Can two sets of data have the same mean but a different standard deviation?

Though the two data sets have the same mean, the second data set has a higher standard deviation. This means that scores in that data set will be more spread out around the mean value of 50 compared to the first data set. If you think of a normal distribution, it will help make the point clear.

Which distribution has the same mean and standard deviation?

This comes from operations analysis. Often you have measurement of times, such as time between customers arriving at a store (e.g.
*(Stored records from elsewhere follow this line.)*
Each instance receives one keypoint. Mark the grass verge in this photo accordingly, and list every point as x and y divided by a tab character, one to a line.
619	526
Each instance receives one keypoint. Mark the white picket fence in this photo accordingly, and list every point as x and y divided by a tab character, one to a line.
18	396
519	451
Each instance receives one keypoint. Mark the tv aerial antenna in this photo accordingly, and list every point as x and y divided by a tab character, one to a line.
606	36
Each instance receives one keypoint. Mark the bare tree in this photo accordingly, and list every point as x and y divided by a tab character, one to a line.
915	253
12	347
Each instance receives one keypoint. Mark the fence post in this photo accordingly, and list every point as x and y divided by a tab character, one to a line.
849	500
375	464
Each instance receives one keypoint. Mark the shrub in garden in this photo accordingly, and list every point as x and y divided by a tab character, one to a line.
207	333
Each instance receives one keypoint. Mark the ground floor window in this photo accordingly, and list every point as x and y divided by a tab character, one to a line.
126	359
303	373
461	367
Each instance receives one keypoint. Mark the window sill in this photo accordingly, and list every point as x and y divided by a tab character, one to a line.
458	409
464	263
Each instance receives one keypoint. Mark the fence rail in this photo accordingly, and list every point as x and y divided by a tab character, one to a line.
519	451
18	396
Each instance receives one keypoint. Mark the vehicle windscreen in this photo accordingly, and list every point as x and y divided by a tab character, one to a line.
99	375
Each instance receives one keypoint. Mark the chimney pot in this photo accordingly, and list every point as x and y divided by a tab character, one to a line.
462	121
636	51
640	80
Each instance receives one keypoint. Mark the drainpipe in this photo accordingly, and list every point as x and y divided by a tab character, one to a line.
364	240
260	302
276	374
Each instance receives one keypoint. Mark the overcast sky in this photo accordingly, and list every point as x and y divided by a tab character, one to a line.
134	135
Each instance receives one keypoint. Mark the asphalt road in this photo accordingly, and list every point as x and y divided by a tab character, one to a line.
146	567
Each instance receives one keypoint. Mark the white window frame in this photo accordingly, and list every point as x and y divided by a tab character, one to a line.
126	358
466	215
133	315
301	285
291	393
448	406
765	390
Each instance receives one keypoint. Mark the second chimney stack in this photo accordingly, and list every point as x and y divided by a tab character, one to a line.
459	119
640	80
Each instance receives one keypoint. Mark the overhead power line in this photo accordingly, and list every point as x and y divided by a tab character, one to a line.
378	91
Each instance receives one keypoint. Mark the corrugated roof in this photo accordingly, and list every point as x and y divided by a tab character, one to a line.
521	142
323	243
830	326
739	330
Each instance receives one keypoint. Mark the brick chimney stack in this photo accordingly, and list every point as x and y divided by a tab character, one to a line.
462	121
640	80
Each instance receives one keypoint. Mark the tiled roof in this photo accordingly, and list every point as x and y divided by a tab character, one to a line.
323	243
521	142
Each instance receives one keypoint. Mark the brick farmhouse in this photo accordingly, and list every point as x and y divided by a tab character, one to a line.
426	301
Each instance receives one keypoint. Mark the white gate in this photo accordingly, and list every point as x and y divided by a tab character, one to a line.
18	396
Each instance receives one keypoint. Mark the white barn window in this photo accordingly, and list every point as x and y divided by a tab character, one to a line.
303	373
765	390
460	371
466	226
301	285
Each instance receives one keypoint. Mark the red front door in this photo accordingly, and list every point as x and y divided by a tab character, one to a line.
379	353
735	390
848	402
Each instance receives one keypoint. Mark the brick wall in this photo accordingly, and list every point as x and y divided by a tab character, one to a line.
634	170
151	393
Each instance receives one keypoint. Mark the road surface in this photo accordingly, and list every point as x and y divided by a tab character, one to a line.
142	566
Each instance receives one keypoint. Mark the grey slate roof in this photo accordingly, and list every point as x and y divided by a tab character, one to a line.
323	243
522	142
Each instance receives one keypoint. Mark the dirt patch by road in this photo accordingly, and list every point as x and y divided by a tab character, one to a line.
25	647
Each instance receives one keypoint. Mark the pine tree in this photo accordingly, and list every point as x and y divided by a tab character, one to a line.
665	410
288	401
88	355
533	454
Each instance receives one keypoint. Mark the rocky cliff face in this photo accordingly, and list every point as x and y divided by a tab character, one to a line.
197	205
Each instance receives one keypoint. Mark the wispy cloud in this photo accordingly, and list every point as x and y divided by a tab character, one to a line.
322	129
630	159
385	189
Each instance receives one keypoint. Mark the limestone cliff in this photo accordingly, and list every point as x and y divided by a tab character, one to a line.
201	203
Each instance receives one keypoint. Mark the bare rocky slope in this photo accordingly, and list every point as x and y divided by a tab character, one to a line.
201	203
Starbucks) or time it takes to process an order (e.g. a cappuccino).

Can two sets of data have the same mean but not the same variance?

Yes, two sets of data have the same mean, but not the same variance. Two data sets may have the same mean, but different variances.

When comparing sets of data Why is it important to consider both the mean and the mad?

Mean absolute deviation (MAD) of a data set is the average distance between each data value and the mean. Mean absolute deviation is a way to describe variation in a data set. Mean absolute deviation helps us get a sense of how “spread out” the values in a data set are.

Do data sets with the same mean and standard deviation have the same shape?

Data sets with the same mean and the same standard deviation must have the same shape. The mean is less affected by extreme observations than the median. Chebyshev’s Rule gives us an idea what proportion of the data set will fall within certain bounds, regardless of the shape of the distribution.

Can standard deviation and mean be the same?

There is no direct relationship between mean and SD because the mean is simple average of algebraic sum of data whereas the SD is obtained from the average of the square of data. Also SD is obtained by removing mean from the data. Statistically, there is no limit on SD with respect to mean.

Is it possible for two different distributions to have the same mean but differ in their variability?

For example, distributions with the same mean can have different amounts of variability or dispersion. Despite the equal means (the mean score for both quizzes is 7), the scores on Quiz 1 are more packed or clustered around the mean, whilst the scores on Quiz 2 are more spread out.

What does mean and MAD mean in math?

What can we do to find the difference between the mean and each data point?

To find the mean absolute deviation of the data, start by finding the mean of the data set. Find the sum of the data values, and divide the sum by the number of data values. Find the absolute value of the difference between each data value and the mean: |data value – mean|.

Can two data sets have the same mean but different standard deviations?

Two data sets can have are very different mean values but have the same standard deviations. Therefore, the amount of variance (aka “noise”) in the two data sets is the same, even though the means differ. Here below is a graphical example, with different means and the same standard deviations:

How do the two data sets have different dispersion?

The two data sets have different dispersion as it is expressed by the standard deviation. In the first data set, the observations are located more closely around the mean (50) compared to the second data set, where they are more dispersed.

Can the mean and standard deviation of the data be manipulated?

So thinking out loud…. the mean and standard deviation are only two of many possible statistical measures of the data. You could manipulate the data so that the mean and standard deviation remain the same. Taking additional measures of skewedness or the median or the mode or etc… would uncover the manipulation.

What do the two data sets have in common?

The two data sets have the same central tendency as it is expressed by the mean The two data sets have different dispersion as it is expressed by the standard deviation. In the first data set, the observations are located more closely around the mean (50) compared to the second data set, where they are more dispersed.